2. preparación de muestra de las células
- Montar una célula de muestra para cada muestra que se extrae, además de un espacio en blanco.
- Para cada celda, atornille un tapón en un extremo del cuerpo celular.
- Coloque un filtro de fibra de vidrio quemado encima de cada celda usando pinzas solvente-aclaró. Luego, lentamente y suavemente presione el filtro en la célula utilizando el émbolo del filtro.
- Los cuerpos celulares por número (por ejemplo, 1-22) para cada muestra de la etiqueta, escriba "en blanco" en la celda en blanco.
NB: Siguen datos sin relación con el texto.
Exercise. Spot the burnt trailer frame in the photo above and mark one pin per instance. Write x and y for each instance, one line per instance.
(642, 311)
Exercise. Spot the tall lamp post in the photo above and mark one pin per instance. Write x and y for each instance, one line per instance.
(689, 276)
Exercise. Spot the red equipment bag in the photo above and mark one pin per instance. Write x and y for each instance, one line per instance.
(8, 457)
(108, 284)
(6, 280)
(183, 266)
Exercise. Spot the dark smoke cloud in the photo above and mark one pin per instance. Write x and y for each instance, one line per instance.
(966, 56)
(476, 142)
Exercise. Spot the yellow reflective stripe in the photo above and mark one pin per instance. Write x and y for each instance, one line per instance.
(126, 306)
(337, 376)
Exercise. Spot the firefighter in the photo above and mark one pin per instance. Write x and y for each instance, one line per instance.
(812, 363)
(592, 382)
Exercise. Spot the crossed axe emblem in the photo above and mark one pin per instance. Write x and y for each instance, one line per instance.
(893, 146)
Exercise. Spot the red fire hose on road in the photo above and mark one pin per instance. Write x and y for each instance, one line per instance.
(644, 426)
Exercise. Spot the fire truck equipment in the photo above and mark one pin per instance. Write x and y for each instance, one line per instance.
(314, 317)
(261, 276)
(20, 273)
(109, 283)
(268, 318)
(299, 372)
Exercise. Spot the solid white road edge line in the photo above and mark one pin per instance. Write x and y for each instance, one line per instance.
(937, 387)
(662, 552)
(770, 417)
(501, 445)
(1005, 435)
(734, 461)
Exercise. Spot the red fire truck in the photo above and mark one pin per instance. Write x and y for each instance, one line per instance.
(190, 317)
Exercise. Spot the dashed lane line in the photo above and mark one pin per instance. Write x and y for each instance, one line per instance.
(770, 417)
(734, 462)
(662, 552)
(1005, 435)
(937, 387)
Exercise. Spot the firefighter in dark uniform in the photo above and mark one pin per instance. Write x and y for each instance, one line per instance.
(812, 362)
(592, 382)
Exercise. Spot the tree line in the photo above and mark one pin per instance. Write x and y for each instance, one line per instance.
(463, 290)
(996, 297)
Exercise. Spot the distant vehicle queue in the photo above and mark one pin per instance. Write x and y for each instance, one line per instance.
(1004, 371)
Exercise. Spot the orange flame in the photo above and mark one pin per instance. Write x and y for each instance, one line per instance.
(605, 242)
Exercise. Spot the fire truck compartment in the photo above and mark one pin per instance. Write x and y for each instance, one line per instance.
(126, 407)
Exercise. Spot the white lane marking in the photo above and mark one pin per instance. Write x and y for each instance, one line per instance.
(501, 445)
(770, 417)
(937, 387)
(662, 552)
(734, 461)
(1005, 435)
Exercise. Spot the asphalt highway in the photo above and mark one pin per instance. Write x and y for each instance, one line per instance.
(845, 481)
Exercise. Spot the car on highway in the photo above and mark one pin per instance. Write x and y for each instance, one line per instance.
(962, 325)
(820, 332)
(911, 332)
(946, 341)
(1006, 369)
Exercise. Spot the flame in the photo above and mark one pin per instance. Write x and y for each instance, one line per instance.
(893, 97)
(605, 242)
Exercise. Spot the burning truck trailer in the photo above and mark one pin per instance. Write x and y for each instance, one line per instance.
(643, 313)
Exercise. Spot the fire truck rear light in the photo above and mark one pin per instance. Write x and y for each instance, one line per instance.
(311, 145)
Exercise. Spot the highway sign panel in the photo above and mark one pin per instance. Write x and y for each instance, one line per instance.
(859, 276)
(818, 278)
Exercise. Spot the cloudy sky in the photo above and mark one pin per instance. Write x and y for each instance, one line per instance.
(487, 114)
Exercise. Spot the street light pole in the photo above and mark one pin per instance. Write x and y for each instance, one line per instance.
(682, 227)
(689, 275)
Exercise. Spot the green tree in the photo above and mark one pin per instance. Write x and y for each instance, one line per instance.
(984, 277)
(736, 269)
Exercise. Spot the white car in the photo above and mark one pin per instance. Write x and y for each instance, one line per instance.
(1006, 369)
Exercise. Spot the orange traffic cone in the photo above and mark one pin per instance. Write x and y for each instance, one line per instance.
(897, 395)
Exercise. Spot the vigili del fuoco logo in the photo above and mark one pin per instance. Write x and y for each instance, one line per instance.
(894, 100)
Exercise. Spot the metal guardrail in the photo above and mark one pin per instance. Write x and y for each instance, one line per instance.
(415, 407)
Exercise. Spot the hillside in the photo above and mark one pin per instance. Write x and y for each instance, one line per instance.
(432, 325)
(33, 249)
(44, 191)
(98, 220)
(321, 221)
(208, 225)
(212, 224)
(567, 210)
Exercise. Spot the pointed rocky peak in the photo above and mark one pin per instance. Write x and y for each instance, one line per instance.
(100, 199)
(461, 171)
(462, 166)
- Llene el espacio en blanco con tierra de diatomeas (o arena) y la tapa con un segundo tapón. Apriete a mano.
3. preparación de muestras
- Coloque una combustión peso de lata en la escala de laboratorio y Tara.
- Enjuague el espátula de laboratorio con solvente, luego utilizar para transferir una masa adecuada de muestra en la bandeja de pesaje y registrar la masa.
- La masa de la muestra varía en función de su contenido de materia orgánica. Materia orgánica relativamente magro material (barro marino) puede requerir varios gramos, mientras que el material rico de materia orgánica (tejido foliar) puede requerir mucho menos.
- Transferir todo el material en la bandeja de pesaje en una celda preparada de ASE.
- Coloque otro filtro de fibra de vidrio en la parte superior de la celda, luego lentamente y suavemente presione hacia abajo hasta llegar a la parte superior de la muestra utilizando el émbolo del filtro.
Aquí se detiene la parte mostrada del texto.